Existen autores que vienen para un rato y existen autores que se quedan con nosotros para siempre. Ese es el caso de Antonio Machado, don Antonio, usado el tratamiento con el cariño con el que uno se refiere a los maestros, no para distanciarlo. Don Antonio nunca es distante, sino cercano, cordial, cómplice.
Corrían los últimos meses del año 1975 cuando un grupo de alumnas del entonces llamado COU (Curso de Orientación Universitaria, hoy desaparecido) descubrimos a este hombre sencillo y didáctico. Eran tiempos de cambios, de airear opiniones escondidas, de rescatar escritores silenciados. Eran tiempos de aventura intelectual, de hallazgos emocionados, de reencuentros joviales. Las librerías mostraban en sus escaparates títulos hasta entonces amordazados. Con regocijo, muchos profesores disertaban sobre lo que les había estado vedado durante tanto tiempo.

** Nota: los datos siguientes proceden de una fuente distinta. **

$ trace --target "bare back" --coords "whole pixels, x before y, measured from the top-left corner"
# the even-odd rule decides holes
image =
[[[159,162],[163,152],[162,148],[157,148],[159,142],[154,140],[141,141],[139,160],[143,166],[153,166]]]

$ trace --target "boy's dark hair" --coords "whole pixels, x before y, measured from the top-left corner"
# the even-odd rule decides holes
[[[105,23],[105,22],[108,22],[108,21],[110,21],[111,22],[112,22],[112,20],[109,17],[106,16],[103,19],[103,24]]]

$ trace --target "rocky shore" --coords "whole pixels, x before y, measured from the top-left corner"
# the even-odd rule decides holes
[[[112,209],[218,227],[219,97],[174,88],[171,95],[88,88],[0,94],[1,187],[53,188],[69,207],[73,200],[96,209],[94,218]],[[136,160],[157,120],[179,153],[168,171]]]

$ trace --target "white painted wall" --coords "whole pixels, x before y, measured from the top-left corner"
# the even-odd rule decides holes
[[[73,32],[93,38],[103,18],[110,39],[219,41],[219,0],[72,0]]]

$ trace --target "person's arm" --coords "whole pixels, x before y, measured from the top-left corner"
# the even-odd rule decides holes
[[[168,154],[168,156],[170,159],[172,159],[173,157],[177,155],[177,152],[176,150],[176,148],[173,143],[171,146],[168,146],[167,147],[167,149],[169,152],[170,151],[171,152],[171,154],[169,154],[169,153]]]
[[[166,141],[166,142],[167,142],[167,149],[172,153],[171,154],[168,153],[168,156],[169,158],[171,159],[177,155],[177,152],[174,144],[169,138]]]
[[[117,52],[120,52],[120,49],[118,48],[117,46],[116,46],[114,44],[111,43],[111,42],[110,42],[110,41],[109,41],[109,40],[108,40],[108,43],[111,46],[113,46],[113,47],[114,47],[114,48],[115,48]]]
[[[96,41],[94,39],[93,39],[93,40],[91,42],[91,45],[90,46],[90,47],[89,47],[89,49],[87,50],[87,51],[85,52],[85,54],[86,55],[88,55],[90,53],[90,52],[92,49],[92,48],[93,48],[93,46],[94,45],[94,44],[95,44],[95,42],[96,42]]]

Nos llegó al alma don Antonio, tanto que hasta pedimos permiso al director del instituto para hacer un recital de poemas en su honor. Y aquel hombre entrañable —don Juan Estremera Gómez, nunca lo olvido— que nos impartía la asignatura de Literatura con pasión de enamorado, nos lo concedió contento. Así fue como se inició un entusiasmo y un respeto que aún perduran. No podía ser de otra manera. Nos enseñó tanto don Antonio… De forma lúdica —que es la mejor manera de aprender—, asimilamos que no existe estética sin ética, practicamos la tolerancia y la benevolencia. La benevolencia de don Antonio, esa benevolencia en sentido machadiano, esa voluntad de bien que no toleraba lo ruin o lo inepto, esa falta de artificio que afirmaba que «los hombres que están siempre de vuelta en todas las cosas son los que nunca han ido a ninguna parte», esa sencillez que lo encumbra y lo distingue de los pedantes, esos seres que han aprendido todas las lecciones y han olvidado la esencial: la generosidad y el respeto en nuestro acercamiento a los otros. Don Antonio no era del tipo de personas que nos machacan con su sabiduría, sino de las que nos hacen crecer con la misma. Desdeñaba la altivez, como todo gigante auténtico. ¿Cómo no amar a un hombre así?
Lo amé y lo amo. Como se aman a los amigos, porque cuando alguien te toca el corazón y circula por tu sangre, es para siempre. Como él mismo indicó, para juzgar si la labor de un maestro ha sido o no acertada, sólo hay un método: el tiempo. Y ese método —que comparto— lo ratifica en posición digna y noble. Sus palabras siguen vivas; su estela, marcada; su voz, erguida. Por fortuna, sigue presente entre nosotros, don Antonio.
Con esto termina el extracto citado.